Sigue platicándome, más bien preguntándome “¿A qué se dedica usted?”, y conforme avanzan las preguntas me doy cuenta que es una persona con capacidades diferentes, no sé exactamente cuáles ni como, pero digamos que es levemente diferente a todos los demás que alcanzo a ver dentro del avión.

Pido un café y atemorizada me dice “agarre bien su vasito, pues esto va a salir volando”, trato de calmarla diciéndole que no se preocupe, que yo me ocupo. Despegamos, enciendo la laptop para escribir esto y me dice “¿Si ve bien?, si no, puede prender el foco de arriba”.

La verdad es que me tengo sentimientos muy encontrados con esto que estoy viviendo en estos momentos. Vengo que dar una plática a los distribuidores de una operadora telefónica y básicamente les dije que había que vender celulares con datos, que esa era la tendencia y el futuro. Y sí, creo que estoy en lo correcto, la máxima expresión de la tecnología, todo un mundo conectado, interconectado, redes sociales, mensajería instantánea, en fin, todo lo “moderno” y sin embargo, pienso en los usuarios como mi compañera de vuelo y creo que la tecnología, por más desarrollada que esté, no puede ayudarle en nada.
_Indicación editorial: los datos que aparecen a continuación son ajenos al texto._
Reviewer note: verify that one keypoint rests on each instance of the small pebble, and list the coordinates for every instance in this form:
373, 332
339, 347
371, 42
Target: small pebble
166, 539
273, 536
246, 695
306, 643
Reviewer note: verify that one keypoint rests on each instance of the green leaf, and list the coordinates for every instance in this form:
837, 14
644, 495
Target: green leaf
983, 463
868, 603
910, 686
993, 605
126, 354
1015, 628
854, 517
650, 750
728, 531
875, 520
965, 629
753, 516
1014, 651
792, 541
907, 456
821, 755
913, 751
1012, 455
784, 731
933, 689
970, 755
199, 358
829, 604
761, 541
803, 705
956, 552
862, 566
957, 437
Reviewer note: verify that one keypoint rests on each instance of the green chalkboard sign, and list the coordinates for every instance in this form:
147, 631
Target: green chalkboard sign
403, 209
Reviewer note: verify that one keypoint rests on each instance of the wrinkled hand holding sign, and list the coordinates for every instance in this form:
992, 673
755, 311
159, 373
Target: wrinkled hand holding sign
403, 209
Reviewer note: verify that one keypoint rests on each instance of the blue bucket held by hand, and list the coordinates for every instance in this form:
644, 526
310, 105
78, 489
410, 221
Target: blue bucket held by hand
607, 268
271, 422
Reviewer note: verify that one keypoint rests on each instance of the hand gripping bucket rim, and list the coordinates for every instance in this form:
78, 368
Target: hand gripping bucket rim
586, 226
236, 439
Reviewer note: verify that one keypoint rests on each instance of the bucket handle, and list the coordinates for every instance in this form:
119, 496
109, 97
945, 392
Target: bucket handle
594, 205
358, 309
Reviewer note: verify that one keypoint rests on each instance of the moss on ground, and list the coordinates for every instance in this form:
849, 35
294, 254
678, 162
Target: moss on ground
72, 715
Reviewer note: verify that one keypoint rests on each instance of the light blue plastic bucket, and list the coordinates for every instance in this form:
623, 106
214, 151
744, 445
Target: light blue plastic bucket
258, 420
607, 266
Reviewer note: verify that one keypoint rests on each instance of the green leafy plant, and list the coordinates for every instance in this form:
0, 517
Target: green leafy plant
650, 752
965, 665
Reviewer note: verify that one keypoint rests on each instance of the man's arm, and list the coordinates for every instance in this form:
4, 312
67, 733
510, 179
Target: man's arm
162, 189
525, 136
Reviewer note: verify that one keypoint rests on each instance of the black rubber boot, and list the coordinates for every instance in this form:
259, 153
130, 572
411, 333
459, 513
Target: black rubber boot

Por su plática entiendo que no puede distinguir claramente entre lo que está “bien” y lo que está “mal” y ese no es el punto que quiero resaltar, lo que me preocupa es que frente a un buscador por ejemplo, ¿cómo hacer para que no tome decisiones equivocadas? ¿Qué hay con todo el phishing y correo apócrifo? Invariablemente le llegará a su PC y no tendrá forma de discernir entre las opciones que aparecerán en su pantalla y es un asunto para el cual toda la tecnología conocida no le puede ayudar. Me platicó que estudió dos licenciaturas, por lo que seguramente usa computadoras de forma constante y su exposición a todos los recursos de la red debe ser cotidiana.

Paradojas de la vida. Mi compañera de vuelo seguramente no puede andar sola por la calle, necesita estar acompañada para trasladarse de un lugar a otro y puedo pensar que requiere que la asistan en diferentes cuestiones de su vida diaria, pero, ¿frente a una computadora? No es lo mismo. La interactividad que brinda el ambiente informático es un arma de doble filo, ya que comparado contra otros medios como la televisión, por ejemplo, frente a una PC se pueden tomar decisiones, localizar información, hacer “investigación”. ¿Y sí no obtiene lo que necesita? ¿Estará en todo momento al alcance de sus familiares?

Sigue el vuelo y me hace comentarios sobre la comida que nos sirven. Cada una de sus palabras se me graba profundamente… la forma de decirlo, la frescura y la desinteresada búsqueda por ayudarme me hacen pensar y escribir todo esto, que haciendo memoria, creo que nunca había abordado en esta columna que ronda los 20 años de publicarse…

Vamos casi a la mitad del vuelo y de reojo veo que tiene un GameBoy de Nintendo y está plácidamente jugando Tetris. El padre, que está del otro lado del pasillo, descansa. Yo, junto a mi compañera especial de viaje, escribiendo este texto que no tiene otro interés más que el de hacer notar que la tecnología para ella y muchos en su condición, simplemente no sirve de nada por sí misma. Claro que debe brindar algún tipo de satisfactor, pero la vida se debe ver desde muy diferentes puntos de vista.

No sé si publicar este Desde el Teclado o buscar otro tema, la verdad es que tengo esa gran duda. Veremos que resulta este domingo por la noche que llegue la hora de tomar la decisión. Mi amiga igual estará en casa navegando o viendo la televisión o en una de esas, sigue con su Tetris en otro avión, disfrutando de su mundo.